Effects of Heuristic Rule Generation From Multiple Patterns in Multiobjective Fuzzy Genetics-Based Machine Learning


Abstract

Fuzzy genetics-based machine learning (FGBML) has frequently been used for fuzzy classifier design. It is one of the promising evolutionary machine learning (EML) techniques from the viewpoint of data mining. This is because FGBML can generate accurate classifiers with linguistically interpretable fuzzy if-then rules. Of course, a classifier with tens of thousands of if-then rules is not linguistically understandable. Thus, the complexity minimization of fuzzy classifiers should be considered together with the accuracy maximization. In previous studies, we proposed hybrid FGBML and its multiobjective formulation (MoFGBML) to handle both the accuracy maximization and the complexity minimization simultaneously. MoFGBML can obtain a number of non-dominated classifiers with different tradeoffs between accuracy and complexity. In this paper, we focus on heuristic rule generation in MoFGBML to improve the search performance.

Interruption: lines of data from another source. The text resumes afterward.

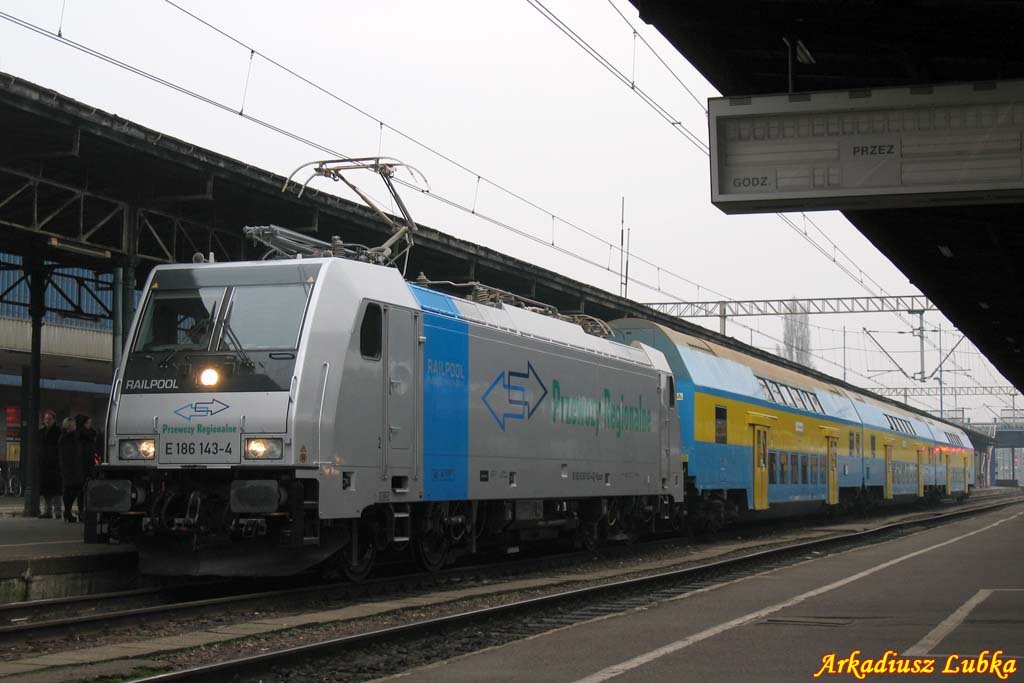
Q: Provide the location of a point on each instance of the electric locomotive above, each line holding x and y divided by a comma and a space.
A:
276, 415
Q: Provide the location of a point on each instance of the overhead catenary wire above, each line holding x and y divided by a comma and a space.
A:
654, 287
327, 150
858, 278
334, 153
477, 176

In the original heuristic rule generation, each if-then rule is generated from a randomly-selected training pattern in a heuristic manner. This operation is performed at population initialization and during evolution. To generate more generalized rules according to the training data, we propose new heuristic rule generation where each rule is generated from multiple training patterns. Through computational experiments using some benchmark data sets, we discuss the effects of the proposed operation on the search performance of our MoFGBML.